Multiple imputation (MI) overcomes objections to single imputation by making repeated draws from a model of the distribution of variables that have missing observations, to create a number of complete datasets. These multiple complete datasets are then analysed in parallel. Variation in outcomes between datasets reflects uncertainty because of the imputation process. This uncertainty may be formally incorporated into estimates of precision and into tests of significance [1].
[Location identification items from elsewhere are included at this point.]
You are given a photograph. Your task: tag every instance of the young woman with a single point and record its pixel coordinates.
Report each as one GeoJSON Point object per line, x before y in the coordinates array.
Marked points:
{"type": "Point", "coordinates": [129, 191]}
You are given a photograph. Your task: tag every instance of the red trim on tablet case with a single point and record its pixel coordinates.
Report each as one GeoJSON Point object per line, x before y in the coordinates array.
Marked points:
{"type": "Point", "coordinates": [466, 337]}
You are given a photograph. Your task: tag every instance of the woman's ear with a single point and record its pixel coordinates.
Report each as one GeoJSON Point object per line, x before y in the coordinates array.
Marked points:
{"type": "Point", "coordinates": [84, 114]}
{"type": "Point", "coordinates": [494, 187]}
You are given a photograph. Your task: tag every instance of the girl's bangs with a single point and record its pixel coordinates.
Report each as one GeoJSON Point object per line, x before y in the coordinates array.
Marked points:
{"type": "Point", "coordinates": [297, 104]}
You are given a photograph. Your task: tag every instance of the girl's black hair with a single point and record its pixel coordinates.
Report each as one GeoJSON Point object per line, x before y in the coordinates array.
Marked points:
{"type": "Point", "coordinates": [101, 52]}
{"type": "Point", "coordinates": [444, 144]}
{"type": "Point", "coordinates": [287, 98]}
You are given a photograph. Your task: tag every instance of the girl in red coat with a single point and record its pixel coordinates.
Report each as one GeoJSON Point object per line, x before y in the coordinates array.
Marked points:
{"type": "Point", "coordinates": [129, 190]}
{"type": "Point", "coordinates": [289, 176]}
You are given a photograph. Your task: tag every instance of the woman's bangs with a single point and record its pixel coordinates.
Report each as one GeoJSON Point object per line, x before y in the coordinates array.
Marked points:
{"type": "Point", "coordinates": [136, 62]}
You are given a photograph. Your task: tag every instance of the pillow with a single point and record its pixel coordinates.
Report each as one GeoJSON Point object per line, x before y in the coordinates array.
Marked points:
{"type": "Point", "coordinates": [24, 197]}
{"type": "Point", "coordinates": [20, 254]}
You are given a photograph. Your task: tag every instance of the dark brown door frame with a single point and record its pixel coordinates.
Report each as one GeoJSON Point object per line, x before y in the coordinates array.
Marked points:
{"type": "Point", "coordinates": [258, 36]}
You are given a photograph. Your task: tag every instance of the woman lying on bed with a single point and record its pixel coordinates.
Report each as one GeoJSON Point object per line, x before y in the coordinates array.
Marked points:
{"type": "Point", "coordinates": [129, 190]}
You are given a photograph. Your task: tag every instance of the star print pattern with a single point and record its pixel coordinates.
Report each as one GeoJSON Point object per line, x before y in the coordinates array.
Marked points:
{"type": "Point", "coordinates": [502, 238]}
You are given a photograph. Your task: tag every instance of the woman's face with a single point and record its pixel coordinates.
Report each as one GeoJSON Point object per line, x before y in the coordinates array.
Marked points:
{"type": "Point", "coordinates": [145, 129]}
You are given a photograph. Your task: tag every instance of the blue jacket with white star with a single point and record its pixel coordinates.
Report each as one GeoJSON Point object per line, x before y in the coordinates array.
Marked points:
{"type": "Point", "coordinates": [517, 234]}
Multiple imputation is not new – being introduced in the 1970s [2] – but its application in medicine has been rare. This is likely to be because it is a complex, multistep procedure. It involves assessing the suitability of the dataset for imputation, development of an appropriate imputation model, assessment of the integrity of imputed values, followed by undertaking analyses in each imputed dataset and the combination of results from each analysis. Increasingly, the routine aspects of MI have been incorporated into, and automated in, major statistical packages. A notable addition to this was the recent inclusion of MI in SPSS [3], a package favoured by many researchers who analyse data without professional statistical assistance; it is now possible to use MI by completing dialog boxes, without the need to specify the procedure in detail. Similar procedures are available in other statistical packages.

Increased accessibility brings with it the risk of misapplication of the procedure and misinterpretation of its results. Whilst this is the case with any statistical technique, MI itself is complex and involves making many choices and decisions (even if these are implemented only as defaults by a computer program). Further, MI is essentially a means to the end of conducting a conventional statistical analysis to answer substantive research questions. As such, little space is often devoted to methods used for handling missing data.

Table 1 shows key aspects of data and the imputation process that are required to assess and interpret analyses obtained using MI. These were derived from the work of authorities in the field [1, 4, 5], a variety of didactic guides [5, 6] and from research into MI [7, 8]. As implemented in software packages and routinely applied, MI assumes that observations are missing at random (MAR). This allows that missingness may be related to observed values but not to the missing observations themselves [4]. Variables related to missingness may include outcomes, covariates and other variables of no substantive interest to the study. Except in quite limited circumstances where fixed covariates predict missingness [9], CCA requires the much more restrictive assumption that missingness is occurring completely at random (MCAR) to produce unbiased results.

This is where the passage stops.